Picture a therapist’s office. Most of us might imagine a similar image—a basic room, painted in the greige family; overstuffed chairs; inoffensive wall art; maybe a plant or two. This traditional design model problematically relies on catering to the most patients with the least cause for offense or overstimulation. But studies have shown that our physical environment significantly influences our psychological state and, by extension, the effectiveness of therapy. Knowing this, why are mental-health settings dictated more by the lowest common denominators as opposed to what would yield the best patient outcomes?
This conundrum came immediately to mind when Healthcare Design magazine (HCD) announced its 2022 installment of Breaking Through, a conceptual design competition that seeks to further healthcare design innovation by “asking participants to present concepts that solve challenges anticipated in the future delivery of care.”
Perkins Eastman designers Shayne Piltz and Bhavishya Venkitaraman said they knew immediately they would use the challenge to explore how design can improve and democratize mental healthcare delivery.
“The idea pretty much jumped out at us right away because it something that’s so intensely needed right now,” Piltz says. “It feels like we’ve all been having this conversation on repeat about how our mental health has suffered so much in all the stress and exhaustion and anxiety of the last two years—and even long before that in this country where mental health is so often put on the back burner.”
The M.O.O.D. Space aims to democratize mental healthcare delivery
What emerged after eight months of research and design, with mentorship from principals Federico Del Priore and Maureen Carley and Senior Associate Melissa Nosal, was M.O.O.D. (Multisensory Oasis On-Demand) Space, a flexible, prefabricated structure of modular panels—easily set up and broken down—that solves two problems: the lack of easily accessible treatment space and the covid-fueled proliferation of vacant storefronts and office space, empty lots, and underutilized parking.
On the mental health front, the seamless interior panels of M.O.O.D. Space provide a 360-degree augmented reality experience—an adaptive, multisensory environment that adjusts to each patient’s psychological needs to provide a customized setting while they access remote counseling—or simply meditate while they steal precious moments to themselves.

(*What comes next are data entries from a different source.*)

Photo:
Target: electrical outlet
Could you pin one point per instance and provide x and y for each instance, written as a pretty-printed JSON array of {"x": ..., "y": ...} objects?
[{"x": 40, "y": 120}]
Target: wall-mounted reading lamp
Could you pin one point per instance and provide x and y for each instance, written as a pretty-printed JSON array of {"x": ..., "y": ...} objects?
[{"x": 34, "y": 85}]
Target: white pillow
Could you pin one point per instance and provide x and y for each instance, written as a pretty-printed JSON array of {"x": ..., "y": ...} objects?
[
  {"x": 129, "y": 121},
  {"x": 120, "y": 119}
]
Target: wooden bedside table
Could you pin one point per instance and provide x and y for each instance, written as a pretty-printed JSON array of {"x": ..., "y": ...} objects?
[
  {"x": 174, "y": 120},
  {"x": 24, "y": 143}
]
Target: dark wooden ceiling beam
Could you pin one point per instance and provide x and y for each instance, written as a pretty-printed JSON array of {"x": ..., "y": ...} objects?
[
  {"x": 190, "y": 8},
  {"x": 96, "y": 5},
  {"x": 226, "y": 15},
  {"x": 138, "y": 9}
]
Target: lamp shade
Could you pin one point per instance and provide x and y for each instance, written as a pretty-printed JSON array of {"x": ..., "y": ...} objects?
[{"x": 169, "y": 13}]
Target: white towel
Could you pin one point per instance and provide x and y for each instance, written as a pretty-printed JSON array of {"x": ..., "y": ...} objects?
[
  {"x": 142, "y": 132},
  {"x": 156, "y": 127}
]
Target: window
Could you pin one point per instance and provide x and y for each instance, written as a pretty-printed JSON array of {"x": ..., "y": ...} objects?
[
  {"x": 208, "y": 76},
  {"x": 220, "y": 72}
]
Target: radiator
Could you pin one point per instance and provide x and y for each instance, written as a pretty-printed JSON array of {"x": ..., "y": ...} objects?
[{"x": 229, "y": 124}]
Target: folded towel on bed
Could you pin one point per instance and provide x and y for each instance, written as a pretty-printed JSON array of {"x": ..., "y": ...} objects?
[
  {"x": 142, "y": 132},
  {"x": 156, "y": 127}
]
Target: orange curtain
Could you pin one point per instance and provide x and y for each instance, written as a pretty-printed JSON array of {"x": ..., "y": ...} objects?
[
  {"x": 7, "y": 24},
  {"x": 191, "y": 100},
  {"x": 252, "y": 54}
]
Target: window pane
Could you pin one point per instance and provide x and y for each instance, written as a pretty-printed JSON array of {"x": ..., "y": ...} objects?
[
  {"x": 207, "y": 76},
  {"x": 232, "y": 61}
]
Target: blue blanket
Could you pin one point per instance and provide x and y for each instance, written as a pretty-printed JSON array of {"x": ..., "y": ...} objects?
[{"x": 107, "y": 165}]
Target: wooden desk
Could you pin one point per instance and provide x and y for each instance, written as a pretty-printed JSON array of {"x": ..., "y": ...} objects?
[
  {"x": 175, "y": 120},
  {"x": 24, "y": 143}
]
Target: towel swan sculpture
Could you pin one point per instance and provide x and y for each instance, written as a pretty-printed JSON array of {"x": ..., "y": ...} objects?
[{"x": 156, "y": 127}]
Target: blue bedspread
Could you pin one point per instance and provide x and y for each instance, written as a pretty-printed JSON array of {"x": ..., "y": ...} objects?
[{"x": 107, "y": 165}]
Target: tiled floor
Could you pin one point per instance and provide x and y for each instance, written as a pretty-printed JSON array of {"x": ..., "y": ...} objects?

The structure’s technology uses artificial intelligence to evaluate physiologic inputs such as voice, heart rate, blood pressure, and brainwaves to recommend an individualized course of treatment and personalized settings. Light, color, sound, frequency, touch, vibration, aroma, and temperature adjust to create an ideal environment for mental-health therapy to take place.
Someone experiencing depression might need bright-light exposure therapy, while someone feeling anxious and overstimulated might need a more calming vibe. During a M.O.O.D. session, patients can select from multiple treatment options, including connecting with an on-call specialist or dialing into their scheduled therapy appointment.
The concept is also intended to reactivate “neglected urban fabric.” Its sculptural, shape-shifting abilities can fit into a multitude of spaces, and it’s easily moved from one place to another.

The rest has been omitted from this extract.